The matter will be debated at a public meeting at 7 p.m. today three blocks down the street at the Argentine Community Center.
“It was the Mexican-American parish,” said Daniel Serda, a student of the area’s Latino history.
In a time when Hispanics were kept out of the Anglo world, people made their own community at St. John the Divine.
But the old church, with a partly collapsed roof and an ominous bulge in the sanctuary wall, is for some more of a wound than a comfort.
“Far from honoring the vibrant Latino community that once brought life to the building and the neighborhood, in its current state it reminds our community (still largely Latino) we can be ignored and live with substandard structures indefinitely,” read a letter to the Unified Government from the Villa Argentine Neighborhood Association.
Murguia, in a message to her 3rd District constituents, supported the neighborhood association’s desire to have the building demolished.
“This is important ... as this old church brings back memories of ethnic discrimination as well as years of blight in this community,” she wrote.
After neighborhood complaints, the Unified Government posted the building as “unfit” in 2009. A year ago, it filed a demolition order in district court.
But this summer, the Kansas Historical Society approved the building’s nomination for the National Register of Historic Places.
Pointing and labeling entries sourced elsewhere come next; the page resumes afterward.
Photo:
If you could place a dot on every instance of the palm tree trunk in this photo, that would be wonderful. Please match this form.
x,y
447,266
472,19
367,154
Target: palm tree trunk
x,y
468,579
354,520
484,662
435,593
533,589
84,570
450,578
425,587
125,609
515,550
That triggered a legal review process in which alternatives to demolition must be explored.
And that has raised the level of exasperation that is expected to be vented at tonight’s meeting.
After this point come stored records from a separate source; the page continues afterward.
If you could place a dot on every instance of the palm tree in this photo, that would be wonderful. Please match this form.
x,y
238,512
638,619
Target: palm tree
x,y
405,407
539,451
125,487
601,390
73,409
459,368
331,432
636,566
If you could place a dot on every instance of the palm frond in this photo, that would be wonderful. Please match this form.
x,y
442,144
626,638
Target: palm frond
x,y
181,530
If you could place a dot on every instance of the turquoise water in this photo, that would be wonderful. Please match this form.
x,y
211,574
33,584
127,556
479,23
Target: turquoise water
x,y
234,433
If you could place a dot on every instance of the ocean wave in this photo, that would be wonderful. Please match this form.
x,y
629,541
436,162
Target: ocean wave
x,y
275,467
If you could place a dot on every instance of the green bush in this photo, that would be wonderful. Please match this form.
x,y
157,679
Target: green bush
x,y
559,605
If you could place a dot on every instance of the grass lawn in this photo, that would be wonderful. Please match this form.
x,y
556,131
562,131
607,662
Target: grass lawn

“How long is it going to take?” asked Mario Escobar, executive director of the Argentine Betterment Corp. “Five, 10, 15 years before they get something done?”
The structure began as a wood-frame Methodist church in 1887. It survived the flood of 1903, was enclosed in brick around 1909 and sold to the Catholic diocese in 1937.
It served Mexican laborers who were attracted to the area by the railroads and meat-packing plants in the early decades of the 20th century.
As a Catholic church, St. John the Divine initially was a mission of the Mount Carmel parish in Armourdale. When that church was destroyed in the flood of 1951, the St. John church was expanded and the two congregations consolidated.
St. John the Divine became home to the Hispanic community — which was not welcomed at the nearby Anglo parish of St. John the Evangelist — for four decades.
But displacement by the 18th Street Expressway and urban renewal contributed to a dwindling membership, and the archdiocese closed St. John the Divine in 1992.
Since then, the building has deteriorated to the point that some, including the Unified Government, call it a safety hazard.
A nonprofit group called St. John the Divine Community Art and Education Center Inc. acquired the structure earlier this year from the previous private owner. The group, of which Serda is a member, says an inspector’s report found the building was not in imminent danger of collapse even with the bulging wall that dates to the 1951 flood.
Serda’s group wants to be allowed to correct the immediate problems and eventually restore the building as a nonreligious community art center. First, they need to pay more than $2,400 in delinquent taxes.
The effort to get the building listed on the National Register was supported by Historic Kansas City, the National Trust for Historic Preservation, the Latino Coalition of Kansas City and other organizations.
Those, like Escobar, who want the building razed say they have seen no progress for years and are skeptical it can be done at this stage.
The nonprofit group, which has a five-member board of directors, hopes to tap historic-preservation grants and tax credits. But it says having to fight opposition from the Villa Argentine neighborhood and from the Unified Government has impeded its efforts.
“We’re a year behind where we could have been,” said board member Lisa Hernandez.
She and Serda suspect there is an underlying desire to clear the church lot to make way for new development, perhaps housing.
Murguia is also executive director of the Argentine Neighborhood Development Association, a nonprofit group that promotes economic revitalization in the area. But she said her organization has “no interest” in the church property.
Serda, who grew up in Armourdale, said his interest in St. John the Divine is not just “as a pile of rocks.”
“It’s the lived experience and the symbolic importance the building has for the community,” he said.
The president of the Villa Argentine Neighborhood Association is Sally Murguia, who is a sister-in-law to Ann Murguia. She said the church, physically or not, survives in the people who remain in the neighborhood.
“While they have fond memories of St. John the Divine as a church, the church is the people,” Sally Murguia said. “The people are here, and the same spirit is driving them and us to improve the neighborhood.”